Die Wertzuschlagsklausel in der industriellen Sachversicherung: Alles was Sie wissen müssen

25. Februar 2023 von K. Ulmer

Wertzuschlagsklauseln in der Sachversicherung für Industrie & Gewerbe sind eine wirklich feine Sache, denn diese

  • bieten einen guten Schutz vor Unterversicherung
  • sind eine Art Vorsorge oder Puffer in Bezug auf künftige Preisentwicklungen
  • passen automatisch ohne besondere Vereinbarung die Versicherungssumme an Inflation an, auch unterjährig
  • erlauben eine einfache und kostengünstige Pflege der Versicherungssumme

Damit sie ihre volle Wirkung entfalten können, müssen sie richtig verstanden werden. Vor allem aber müssen die entsprechenden Wertzuschläge richtig berechnet und angewendet werden.

Darum soll es heute gehen.

Was ist eine Wertzuschlagsklausel?

Wertzuschlagsklauseln werden sowohl in der Gebäudeversicherung als auch in der betrieblichen Inhaltsversicherung – also bei der Versicherung der technischen und kaufmännischen Betriebseinrichtung – vereinbart.

Die Grundidee ist, die Versicherungssumme jährlich mit einem Wertzuschlag an die aktuellen Preisentwicklungen anzupassen, so dass nicht jedes Jahr auf’s neue die aktuellen Versicherungswerte ermittelt werden müssen. (Auch wenn wir grundsätzlich nichts dagegen hätten – wirtschaftlich wäre es totaler Quatsch!)

Zweck der Wertzuschlagsklausel ist es also, dass trotz gestiegener Versicherungswerte infolge von Preissteigerung der volle Schadensausgleich gewährleistet ist.

Kurz: Vermeidung von Unterversicherung.

Achtung! Die Klauseln schützen aber nur, wenn zu Beginn des Versicherungsjahres sowohl die Versicherungssumme als auch der Wertzuschlag richtig bemessen waren!

Exkurs: Die richtige Versicherungssumme

Ob die Versicherungssumme korrekt war, wird üblicherweise erst festgestellt, wenn es zum Schaden kommt. Dabei gilt:  Die Verantwortung für die Versicherungssumme liegt beim Versicherungsnehmer!

Alles zum Thema korrekte Versicherungssumme lesen Sie hier.
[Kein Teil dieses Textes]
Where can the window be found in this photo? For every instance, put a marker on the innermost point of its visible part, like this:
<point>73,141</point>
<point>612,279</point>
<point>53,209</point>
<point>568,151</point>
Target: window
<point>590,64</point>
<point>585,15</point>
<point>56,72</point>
Eine Checkliste, mit deren Hilfe Sie erkennen können, ob Sie Handlungsbedarf haben, finden Sie hier.

Wertzuschlagsklauseln gibt es in zwei verschiedenen Ausprägungen:

  • Wertzuschlag ohne Einschluss von Bestandserhöhungen
  • Wertzuschlag mit Einschluss von Bestandserhöhungen

Wenn die Bestandserhöhungen mit eingeschlossen sind, so kommt eine dritte Bedingung hinzu: Die Neuanschaffungen (Bestandserhöhungen) müssen rechtzeitig dem Versicherer gemeldet werden. Macht Sinn.

Wichtig zu wissen: Viele Versicherer haben in ihren Versicherungsbedingungen vereinbart, dass die Haftung sogar den doppelten Wertzuschlag umfasst, wenn die Versicherungssumme und die Wertzuschläge von einem Sachverständigen ermittelt wurden![1] Also doppelte Sicherheit ohne Prämienzuschlag!

[1] siehe zum Beispiel „Klauseln für die Feuerversicherung“ des Gesamtverbands der Versicherer GDV oder HDI „Baustein Wertzuschlag“

Wie werden die Wertzuschläge berechnet?

Von der Grundsumme zur Versicherungssumme

Zunächst werden die aktuellen Versicherungswerte auf ein einheitliches Basisjahr umgerechnet. Hierzu werden Indizes des Statistischen Bundesamtes verwendet.

Bei den aktuellen Versicherungswerten kann es sich entweder um

  • die Anschaffungskosten einer Anlage im Jahr ihrer Anschaffung oder
  • um die zu einem bestimmten Stichtag ermittelten Neuwerte des Maschinenparks (zum Beispiel per Versicherungswertgutachten) handeln.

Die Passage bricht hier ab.